No presentation after some discussion about waiting for recharter and asking
for adoption.

## Adoption: [Delayed
ACK](https://datatracker.ietf.org/doc/draft-iyengar-quic-delayed-ack) *Jana
Iyengar*

No presentation after some discussion about waiting for recharter and asking
for adoption.

## Planning & Wrap up
**Lars**: running out of time. Can't really do a call for adoption of QUIC bit
greasing or Delayed ACK at this time anyway, so won't waste time on that
(during recharter), but will do so in the future, so please read the drafts. If
people have major objections now, please let us know now though.

**Christian Huitema**: What about the timestamp draft?
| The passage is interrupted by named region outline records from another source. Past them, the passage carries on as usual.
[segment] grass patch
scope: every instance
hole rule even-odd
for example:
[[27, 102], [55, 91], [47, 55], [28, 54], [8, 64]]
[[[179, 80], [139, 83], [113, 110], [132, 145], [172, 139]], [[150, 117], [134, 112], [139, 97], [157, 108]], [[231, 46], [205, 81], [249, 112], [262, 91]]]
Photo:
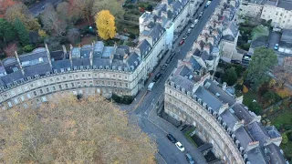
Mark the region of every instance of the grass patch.
[[[292, 111], [286, 110], [285, 112], [269, 118], [273, 125], [292, 124]], [[291, 147], [292, 149], [292, 147]]]
[[254, 99], [256, 99], [256, 102], [258, 102], [256, 92], [249, 91], [249, 92], [244, 94], [243, 103], [248, 107], [253, 102]]
[[286, 145], [281, 144], [280, 148], [285, 153], [285, 157], [292, 157], [292, 141], [288, 141]]
[[183, 135], [195, 148], [198, 148], [197, 144], [194, 142], [194, 140], [193, 140], [193, 138], [190, 136], [190, 133], [192, 133], [194, 129], [195, 128], [193, 127], [188, 131], [184, 132]]

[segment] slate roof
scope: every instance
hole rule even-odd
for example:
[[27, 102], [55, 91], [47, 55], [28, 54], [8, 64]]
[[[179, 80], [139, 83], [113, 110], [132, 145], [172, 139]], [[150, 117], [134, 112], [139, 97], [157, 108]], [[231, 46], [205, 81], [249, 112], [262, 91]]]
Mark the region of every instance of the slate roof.
[[246, 149], [248, 144], [254, 141], [243, 126], [238, 128], [235, 131], [235, 134], [236, 139], [240, 142], [240, 146], [242, 146], [245, 150]]
[[248, 131], [251, 137], [259, 141], [260, 146], [264, 146], [266, 140], [269, 138], [268, 134], [265, 130], [264, 127], [258, 122], [253, 122], [247, 125]]
[[25, 78], [25, 76], [22, 74], [20, 70], [13, 72], [11, 74], [7, 74], [6, 76], [1, 77], [2, 81], [7, 85], [9, 83], [13, 83], [14, 81], [18, 81], [21, 78]]
[[245, 125], [249, 124], [253, 121], [253, 117], [249, 114], [249, 111], [245, 108], [242, 104], [235, 104], [232, 107], [235, 111], [235, 115], [240, 119], [245, 121]]
[[146, 39], [144, 39], [137, 46], [137, 47], [140, 49], [141, 55], [142, 56], [145, 56], [147, 53], [149, 53], [149, 51], [151, 50], [151, 46]]
[[48, 63], [31, 66], [24, 68], [26, 77], [35, 77], [35, 75], [44, 76], [47, 72], [51, 72], [51, 67]]
[[218, 112], [219, 108], [223, 106], [223, 103], [215, 97], [214, 97], [203, 87], [199, 87], [198, 89], [194, 92], [194, 95], [196, 95], [198, 98], [201, 98], [216, 112]]
[[267, 164], [267, 161], [265, 159], [265, 154], [259, 147], [249, 150], [246, 154], [247, 159], [251, 163]]
[[71, 63], [69, 59], [63, 59], [52, 62], [53, 70], [60, 70], [61, 68], [70, 68]]
[[274, 143], [265, 146], [265, 154], [268, 157], [269, 163], [287, 164], [279, 148]]
[[285, 10], [292, 10], [291, 0], [278, 0], [277, 7], [284, 8]]
[[226, 123], [226, 126], [231, 129], [233, 129], [235, 123], [239, 120], [231, 112], [232, 112], [231, 109], [225, 109], [223, 113], [221, 113], [220, 117], [222, 118], [222, 120], [224, 120], [224, 122]]

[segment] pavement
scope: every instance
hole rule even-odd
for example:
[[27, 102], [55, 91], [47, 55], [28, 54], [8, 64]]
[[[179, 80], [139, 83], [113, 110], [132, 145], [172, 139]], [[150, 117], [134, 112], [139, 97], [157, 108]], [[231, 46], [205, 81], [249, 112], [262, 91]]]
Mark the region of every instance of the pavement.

We already have two
implementations. Would like some additional visibility of that in the WG

**Lars**: Let put that on the agenda for an interim or 111 then.

**Lars**: Maybe we should do an interim discussion on vneg before 111, since it
seems likes it needs more work? (chat indicates interest). Will do Google poll
for a meeting slot then.

**Lucas**: There's also qlog that's up for adoption. Drafts are more or less
ready, just holding until after recharter.

**Lars**: Logging is indeed mentioned in the new charter as well. That's mainly
there because we intend to adopt (part of) qlog here.